Rod Gardner took his first painkillers — Percodan — after suffering a football injury in high school in 1983. The pills made him feel euphoric and he knew he should avoid them in the future.
About 10 years later he was immersed in dental school and began using Xanax and Lortab in small doses to quell anxiety and stress.
When his family went on a vacation in 1998, Gardner packed a bottle of Lortab. His justification was, "it's OK while on vacation, but not at home."
By 1999 the Tremonton dentist was taking 10 pills a day, and employees and family members were starting to notice. His wife persuaded him to check into a treatment center. He confessed his problem to the dental board.
But just as he was making progress, his mother died unexpectedly. It was easy to fall back into drugs.
"It was a good excuse," he said. "I told myself if there was ever a time I needed drugs, it was then."

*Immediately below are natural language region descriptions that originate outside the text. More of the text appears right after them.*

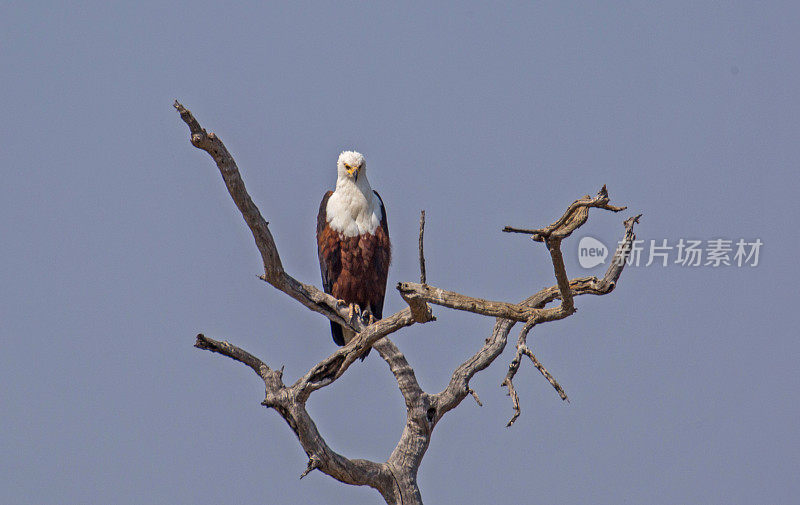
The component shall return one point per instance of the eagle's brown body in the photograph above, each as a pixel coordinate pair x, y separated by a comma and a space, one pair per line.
354, 269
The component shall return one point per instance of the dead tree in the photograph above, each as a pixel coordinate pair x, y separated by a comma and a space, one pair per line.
396, 478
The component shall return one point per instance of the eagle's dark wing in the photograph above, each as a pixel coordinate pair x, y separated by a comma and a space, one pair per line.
330, 264
382, 258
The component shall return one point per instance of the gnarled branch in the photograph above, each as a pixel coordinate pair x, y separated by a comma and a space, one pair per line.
395, 478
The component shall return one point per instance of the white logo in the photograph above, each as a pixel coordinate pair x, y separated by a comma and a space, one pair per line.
591, 252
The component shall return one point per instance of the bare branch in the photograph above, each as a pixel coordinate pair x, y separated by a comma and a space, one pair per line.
475, 395
573, 218
458, 387
308, 295
422, 277
402, 371
233, 352
396, 478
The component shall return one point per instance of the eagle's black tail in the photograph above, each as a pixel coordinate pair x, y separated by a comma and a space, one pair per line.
338, 336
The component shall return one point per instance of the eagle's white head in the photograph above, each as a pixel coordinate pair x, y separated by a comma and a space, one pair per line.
353, 208
351, 167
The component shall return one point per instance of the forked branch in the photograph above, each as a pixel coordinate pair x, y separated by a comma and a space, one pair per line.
395, 478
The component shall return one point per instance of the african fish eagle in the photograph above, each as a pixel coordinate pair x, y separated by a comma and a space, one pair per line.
353, 242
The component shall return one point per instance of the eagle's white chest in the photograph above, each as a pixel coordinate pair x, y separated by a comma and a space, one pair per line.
353, 210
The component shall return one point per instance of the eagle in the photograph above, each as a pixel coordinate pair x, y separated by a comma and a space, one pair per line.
353, 243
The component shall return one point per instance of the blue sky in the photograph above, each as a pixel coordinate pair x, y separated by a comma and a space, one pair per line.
120, 243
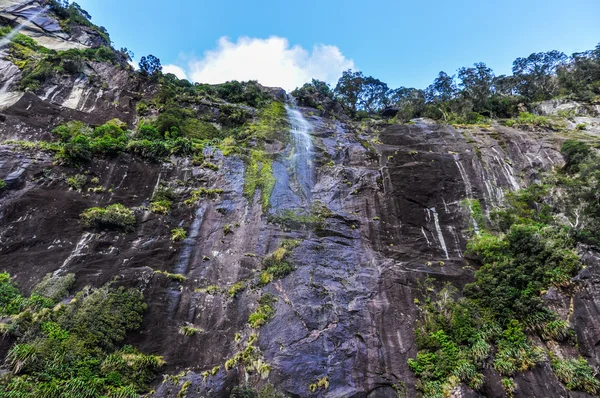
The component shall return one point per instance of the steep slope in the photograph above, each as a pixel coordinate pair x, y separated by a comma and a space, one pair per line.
312, 289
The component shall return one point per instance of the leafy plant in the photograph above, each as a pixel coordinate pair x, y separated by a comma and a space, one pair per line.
178, 234
115, 215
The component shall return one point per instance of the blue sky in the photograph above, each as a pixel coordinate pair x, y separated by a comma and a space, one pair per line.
404, 43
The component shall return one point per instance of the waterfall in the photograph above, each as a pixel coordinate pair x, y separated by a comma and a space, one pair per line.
468, 191
301, 160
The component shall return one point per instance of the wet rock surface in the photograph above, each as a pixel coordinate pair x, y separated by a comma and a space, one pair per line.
396, 214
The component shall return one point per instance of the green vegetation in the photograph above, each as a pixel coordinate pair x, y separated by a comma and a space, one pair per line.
115, 215
160, 207
259, 175
189, 330
38, 64
277, 264
175, 277
73, 349
471, 97
162, 200
268, 391
264, 312
576, 374
178, 234
71, 14
527, 120
202, 193
293, 219
529, 247
236, 289
320, 384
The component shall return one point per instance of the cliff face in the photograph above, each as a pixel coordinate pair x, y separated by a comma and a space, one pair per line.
388, 210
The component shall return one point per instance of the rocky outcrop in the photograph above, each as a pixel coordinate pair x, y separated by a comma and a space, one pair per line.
392, 212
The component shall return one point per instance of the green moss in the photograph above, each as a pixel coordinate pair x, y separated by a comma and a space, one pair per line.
175, 277
161, 206
295, 219
236, 289
264, 312
576, 374
178, 234
74, 347
271, 122
528, 120
189, 330
77, 182
259, 176
115, 215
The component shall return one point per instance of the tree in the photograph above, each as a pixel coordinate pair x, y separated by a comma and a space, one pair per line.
477, 84
348, 90
373, 95
505, 85
536, 74
126, 54
150, 65
581, 76
314, 94
409, 101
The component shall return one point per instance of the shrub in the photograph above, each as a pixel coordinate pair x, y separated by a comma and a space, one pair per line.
574, 152
189, 330
53, 287
264, 312
77, 182
236, 288
115, 215
160, 206
576, 374
74, 348
175, 277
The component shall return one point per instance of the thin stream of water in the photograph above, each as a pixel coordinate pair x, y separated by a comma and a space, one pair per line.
302, 162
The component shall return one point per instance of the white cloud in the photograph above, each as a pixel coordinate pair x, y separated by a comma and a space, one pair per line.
176, 70
273, 62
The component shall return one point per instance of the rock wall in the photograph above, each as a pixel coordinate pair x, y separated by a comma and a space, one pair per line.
396, 214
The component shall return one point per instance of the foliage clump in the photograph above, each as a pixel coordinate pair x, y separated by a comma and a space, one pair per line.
529, 247
264, 312
112, 216
73, 348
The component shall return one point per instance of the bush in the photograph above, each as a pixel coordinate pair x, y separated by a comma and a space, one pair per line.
115, 215
178, 234
54, 288
577, 375
161, 207
264, 312
77, 182
574, 152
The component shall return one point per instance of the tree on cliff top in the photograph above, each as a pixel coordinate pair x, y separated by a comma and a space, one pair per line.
150, 65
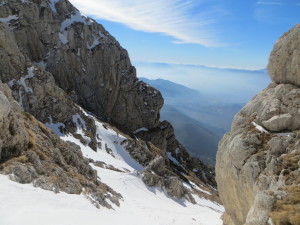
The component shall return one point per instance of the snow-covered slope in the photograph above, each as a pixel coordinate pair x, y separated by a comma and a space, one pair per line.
27, 205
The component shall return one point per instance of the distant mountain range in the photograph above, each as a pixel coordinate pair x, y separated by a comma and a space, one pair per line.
199, 121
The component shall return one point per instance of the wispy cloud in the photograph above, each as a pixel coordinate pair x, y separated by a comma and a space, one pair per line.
169, 17
268, 3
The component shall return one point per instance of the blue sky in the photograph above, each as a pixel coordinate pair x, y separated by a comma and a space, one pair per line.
221, 33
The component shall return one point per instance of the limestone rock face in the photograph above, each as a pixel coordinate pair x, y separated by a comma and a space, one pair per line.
83, 57
251, 167
284, 61
30, 152
59, 65
258, 160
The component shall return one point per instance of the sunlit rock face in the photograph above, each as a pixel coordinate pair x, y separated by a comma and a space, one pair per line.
284, 61
257, 169
83, 57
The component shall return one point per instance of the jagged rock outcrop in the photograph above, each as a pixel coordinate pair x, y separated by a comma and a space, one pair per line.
284, 66
258, 161
30, 152
83, 57
56, 60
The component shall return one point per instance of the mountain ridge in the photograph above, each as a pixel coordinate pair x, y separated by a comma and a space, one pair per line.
59, 65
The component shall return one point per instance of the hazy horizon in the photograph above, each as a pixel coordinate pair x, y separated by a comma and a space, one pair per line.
222, 85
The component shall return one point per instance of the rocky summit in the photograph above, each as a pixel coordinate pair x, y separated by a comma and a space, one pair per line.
75, 119
258, 161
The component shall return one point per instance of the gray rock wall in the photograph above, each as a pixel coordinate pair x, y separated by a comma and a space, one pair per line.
257, 161
83, 57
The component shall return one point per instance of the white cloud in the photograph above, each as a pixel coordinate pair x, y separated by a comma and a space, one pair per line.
268, 3
169, 17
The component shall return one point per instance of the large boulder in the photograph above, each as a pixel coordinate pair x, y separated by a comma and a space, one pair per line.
284, 61
257, 168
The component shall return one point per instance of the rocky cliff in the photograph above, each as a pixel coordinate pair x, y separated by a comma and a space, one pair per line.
66, 72
258, 161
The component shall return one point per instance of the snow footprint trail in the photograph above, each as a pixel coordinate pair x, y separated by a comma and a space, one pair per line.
152, 206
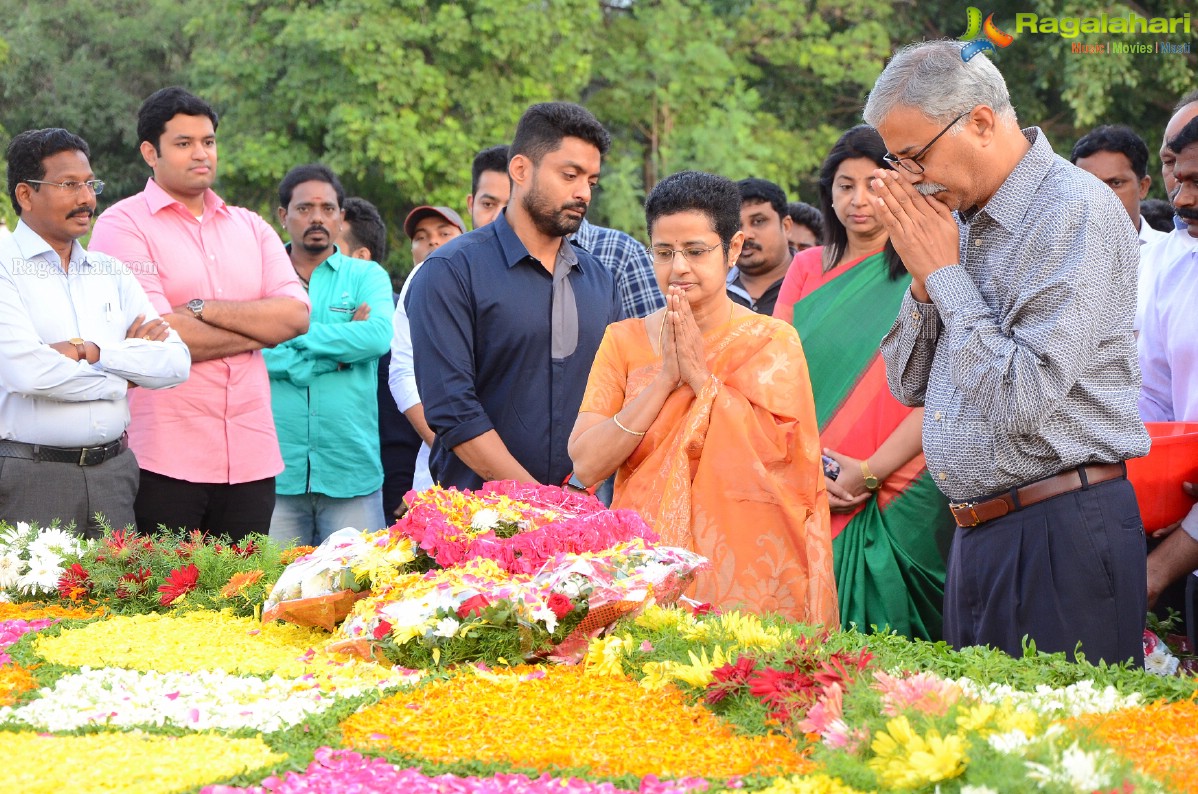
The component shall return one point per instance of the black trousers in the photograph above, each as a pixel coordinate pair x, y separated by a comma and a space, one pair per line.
216, 508
1068, 571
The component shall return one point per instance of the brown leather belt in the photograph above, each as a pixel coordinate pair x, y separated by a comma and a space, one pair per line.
78, 455
972, 514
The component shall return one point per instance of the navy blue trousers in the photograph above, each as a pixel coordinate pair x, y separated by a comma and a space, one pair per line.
1068, 571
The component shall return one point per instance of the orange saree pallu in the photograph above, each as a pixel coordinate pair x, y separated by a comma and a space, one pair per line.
732, 472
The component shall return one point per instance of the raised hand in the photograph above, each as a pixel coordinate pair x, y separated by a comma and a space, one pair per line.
923, 230
688, 340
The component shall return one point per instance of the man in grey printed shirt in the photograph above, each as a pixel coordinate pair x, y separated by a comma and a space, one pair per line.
1016, 337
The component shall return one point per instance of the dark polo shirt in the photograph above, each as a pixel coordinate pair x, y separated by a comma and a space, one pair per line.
486, 322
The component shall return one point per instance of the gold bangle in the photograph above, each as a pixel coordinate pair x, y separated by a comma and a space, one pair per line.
630, 432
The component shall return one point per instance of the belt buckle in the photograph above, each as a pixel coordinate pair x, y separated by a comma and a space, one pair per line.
973, 510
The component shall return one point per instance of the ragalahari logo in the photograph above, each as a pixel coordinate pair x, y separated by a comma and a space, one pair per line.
982, 36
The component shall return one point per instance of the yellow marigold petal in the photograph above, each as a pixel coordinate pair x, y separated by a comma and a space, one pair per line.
119, 763
560, 716
1161, 739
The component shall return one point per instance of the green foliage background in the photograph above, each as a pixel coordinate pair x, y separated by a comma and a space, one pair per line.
398, 95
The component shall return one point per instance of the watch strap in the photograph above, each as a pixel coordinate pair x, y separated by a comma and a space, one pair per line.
871, 482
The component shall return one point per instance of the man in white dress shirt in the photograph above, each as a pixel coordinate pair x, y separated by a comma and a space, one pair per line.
76, 333
1168, 355
428, 228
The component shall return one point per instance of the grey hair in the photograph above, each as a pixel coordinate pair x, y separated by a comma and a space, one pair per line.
932, 78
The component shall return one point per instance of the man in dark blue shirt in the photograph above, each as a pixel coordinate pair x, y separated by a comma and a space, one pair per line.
507, 319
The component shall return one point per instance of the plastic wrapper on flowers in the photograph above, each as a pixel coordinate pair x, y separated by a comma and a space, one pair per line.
319, 589
478, 612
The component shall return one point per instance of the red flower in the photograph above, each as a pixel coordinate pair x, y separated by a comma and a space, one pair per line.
473, 605
74, 583
561, 605
132, 585
248, 550
123, 545
730, 679
179, 582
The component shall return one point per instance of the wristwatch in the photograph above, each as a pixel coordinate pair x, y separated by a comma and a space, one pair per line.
871, 482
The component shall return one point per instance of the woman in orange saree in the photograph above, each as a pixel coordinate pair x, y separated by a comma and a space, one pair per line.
703, 410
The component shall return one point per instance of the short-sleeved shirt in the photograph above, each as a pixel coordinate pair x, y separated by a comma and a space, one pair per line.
217, 426
482, 314
764, 302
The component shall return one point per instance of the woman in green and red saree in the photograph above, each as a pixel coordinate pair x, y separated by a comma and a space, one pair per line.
889, 521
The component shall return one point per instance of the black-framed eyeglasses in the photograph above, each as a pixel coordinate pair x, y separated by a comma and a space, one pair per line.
71, 186
664, 255
912, 163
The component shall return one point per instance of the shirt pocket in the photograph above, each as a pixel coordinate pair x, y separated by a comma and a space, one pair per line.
340, 308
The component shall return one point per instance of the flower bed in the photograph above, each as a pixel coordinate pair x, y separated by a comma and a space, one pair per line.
171, 695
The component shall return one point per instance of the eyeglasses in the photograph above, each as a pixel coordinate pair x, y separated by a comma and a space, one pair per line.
912, 163
95, 186
664, 255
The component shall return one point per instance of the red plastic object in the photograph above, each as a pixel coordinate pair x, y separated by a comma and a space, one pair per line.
1157, 477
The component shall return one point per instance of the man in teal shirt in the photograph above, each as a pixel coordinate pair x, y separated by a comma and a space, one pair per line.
324, 383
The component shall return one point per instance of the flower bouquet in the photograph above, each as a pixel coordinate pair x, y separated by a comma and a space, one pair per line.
32, 561
516, 525
319, 588
478, 612
520, 573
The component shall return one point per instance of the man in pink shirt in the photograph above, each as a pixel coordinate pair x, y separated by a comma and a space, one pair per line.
221, 277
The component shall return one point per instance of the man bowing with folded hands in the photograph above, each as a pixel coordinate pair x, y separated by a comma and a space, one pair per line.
1016, 337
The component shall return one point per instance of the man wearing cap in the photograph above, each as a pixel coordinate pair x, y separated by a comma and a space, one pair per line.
428, 228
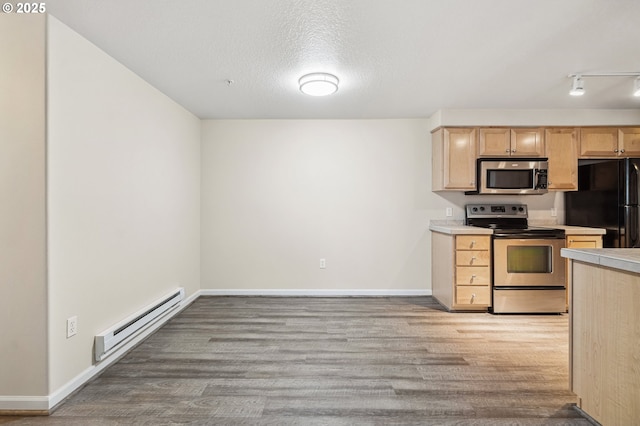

By 2001, Gardner was overwhelmed by his drug addiction. He wrote fraudulent prescriptions to a few close friends and gave them cash to buy pills for him. At one point he was consuming more than 40 pills a day. When his wife realized what he was doing, she took him to a hospital for five days of detoxification lockdown, followed by rehabilitation. His dental practice began to self-destruct. The dentist wasn't there, and townspeople figured out what was happening.
Gardner got a shot in Cache County Drug Court, but failed miserably. He was eventually sent to jail for more than a year on charges of uttering false prescriptions and possession of a controlled substance. He was also excommunicated from the LDS Church.
He hit rock bottom during a three-month stint at the Utah State Penitentiary.
"I got to the point where I felt like my life was over," Gardner said. "I was facing the loss of my practice, my dental license and my family. My wife filled out divorce papers. I prayed a lot."
While in the depths of despair, Gardner prayed for divine help like never before. His pleas were answered with some powerful spiritual experiences. With prayer and increased scripture study, Gardner was filled with renewed hope in the Savior's Atonement.